你将收到一个类似于下面的带有状态码 200 OK 的响应：

{
    "completion": [
        {
            "result": "Elastic is a software company that provides a range of products and solutions for search, logging, security, and analytics. Its flagship product, Elasticsearch, is a distributed, RESTful search and analytics engine that is used for full-text search, structured search, and analytics. Elastic also offers other products such as Logstash for log collection and parsing, Kibana for data visualization and dashboarding, and Beats for lightweight data shippers. These products can be combined to create powerful data analysis and monitoring solutions for organizations of all sizes."
        }
    ]
}

下一个命令创建了一个示例文档，我们将使用刚刚配置的模型对其进行总结：

POST _bulk
{ "index" : { "_index" : "docs" } }
{"content": "You know, for search (and analysis) Elasticsearch is the distributed search and analytics engine at the heart of the Elastic Stack. Logstash and Beats facilitate collecting, aggregating, and enriching your data and storing it in Elasticsearch. Kibana enables you to interactively explore, visualize, and share insights into your data and manage and monitor the stack. Elasticsearch is where the indexing, search, and analysis magic happens. Elasticsearch provides near real-time search and analytics for all types of data. Whether you have structured or unstructured text, numerical data, or geospatial data, Elasticsearch can efficiently store and index it in a way that supports fast searches. You can go far beyond simple data retrieval and aggregate information to discover trends and patterns in your data. And as your data and query volume grows, the distributed nature of Elasticsearch enables your deployment to grow seamlessly right along with it. While not every problem is a search problem, Elasticsearch offers speed and flexibility to handle data in a wide variety of use cases: Add a search box to an app or website Store and analyze logs, metrics, and security event data Use machine learning to automatically model the behavior of your data in real time Use Elasticsearch as a vector database to create, store, and search vector embeddings Automate business workflows using Elasticsearch as a storage engine Manage, integrate, and analyze spatial information using Elasticsearch as a geographic information system (GIS) Store and process genetic data using Elasticsearch as a bioinformatics research tool We’re continually amazed by the novel ways people use search.
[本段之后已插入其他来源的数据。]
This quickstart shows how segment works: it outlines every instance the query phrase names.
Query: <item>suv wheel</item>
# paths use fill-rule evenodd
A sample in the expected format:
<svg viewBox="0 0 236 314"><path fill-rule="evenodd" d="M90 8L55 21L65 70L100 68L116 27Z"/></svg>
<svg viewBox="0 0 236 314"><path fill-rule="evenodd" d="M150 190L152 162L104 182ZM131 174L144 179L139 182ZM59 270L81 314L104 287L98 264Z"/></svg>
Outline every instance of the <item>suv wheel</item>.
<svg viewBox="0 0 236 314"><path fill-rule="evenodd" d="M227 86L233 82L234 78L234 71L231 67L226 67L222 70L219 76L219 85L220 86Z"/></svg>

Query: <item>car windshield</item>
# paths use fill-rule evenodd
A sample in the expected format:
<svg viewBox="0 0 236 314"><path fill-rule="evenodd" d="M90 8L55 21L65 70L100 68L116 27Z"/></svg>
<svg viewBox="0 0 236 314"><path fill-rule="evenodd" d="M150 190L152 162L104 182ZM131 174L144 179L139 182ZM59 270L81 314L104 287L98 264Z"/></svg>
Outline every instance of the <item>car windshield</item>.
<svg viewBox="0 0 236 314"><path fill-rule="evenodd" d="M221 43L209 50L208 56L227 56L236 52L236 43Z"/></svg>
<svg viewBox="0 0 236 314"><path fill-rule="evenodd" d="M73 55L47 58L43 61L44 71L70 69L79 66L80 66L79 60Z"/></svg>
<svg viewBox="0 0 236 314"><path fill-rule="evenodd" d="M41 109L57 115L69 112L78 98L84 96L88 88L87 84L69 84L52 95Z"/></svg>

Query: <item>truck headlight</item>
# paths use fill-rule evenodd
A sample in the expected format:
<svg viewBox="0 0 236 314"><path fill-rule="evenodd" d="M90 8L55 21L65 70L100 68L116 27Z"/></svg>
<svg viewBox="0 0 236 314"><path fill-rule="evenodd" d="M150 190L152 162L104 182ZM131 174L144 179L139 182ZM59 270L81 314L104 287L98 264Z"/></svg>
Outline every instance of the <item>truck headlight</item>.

But whether your use case is similar to one of these, or you’re using Elasticsearch to tackle a new problem, the way you work with your data, documents, and indices in Elasticsearch is the same."}

为了总结多个文档，我们将使用一个 ingest pipeline，其中包含脚本处理器、推理处理器和删除处理器，来设置我们的摘要管道。

PUT _ingest/pipeline/summarization_pipeline
{
    "processors": [
        {
            "script": {
                "source": "ctx.prompt = 'Please summarize the following text: ' + ctx.content"
            }
        },
        {
            "inference": {
                "model_id": "openai_chat_completions",
                "input_output": {
                    "input_field": "prompt",
                    "output_field": "summary"
                }
            }
        },
        {
            "remove": {
                "field": "prompt"
            }
        }
  ]
}

该管道简单地在内容中加上了指令 “Please summarize the following text: ”，放在一个临时字段中，这样配置的模型就知道该如何处理文本了。当然，你可以根据需要更改这个文本，这就可以解锁各种其他流行的用例：

问答
翻译
...等等！

管道在执行推理后删除临时字段。

现在，我们通过调用 reindex API 将我们的文档(们)通过摘要管道发送出去。

POST _reindex
{
    "source": {
        "index": "docs",
        "size": 50
    },
    "dest": {
        "index": "docs_summaries",
        "pipeline": "summarization_pipeline"
    }
}

你的文档现已被总结，可以进行搜索了。

POST docs_summaries/_search
{
    "query": {
        "match_all": { }
    }
}

这就是全部内容了，你只需通过几个简单的 API 调用就创建了一个强大的摘要化流水线，可与任何摄取机制一起使用！摘要化非常实用，例如在生成语义嵌入或将大段文本转换为简洁摘要之前，对大段文本进行摘要化。这可以降低存储成本，提高价值交付速度，例如，如果你只对大型文档的摘要感兴趣等。顺便说一句，如果你想从二进制文档中提取文本，可以查看我们的开源数据提取服务！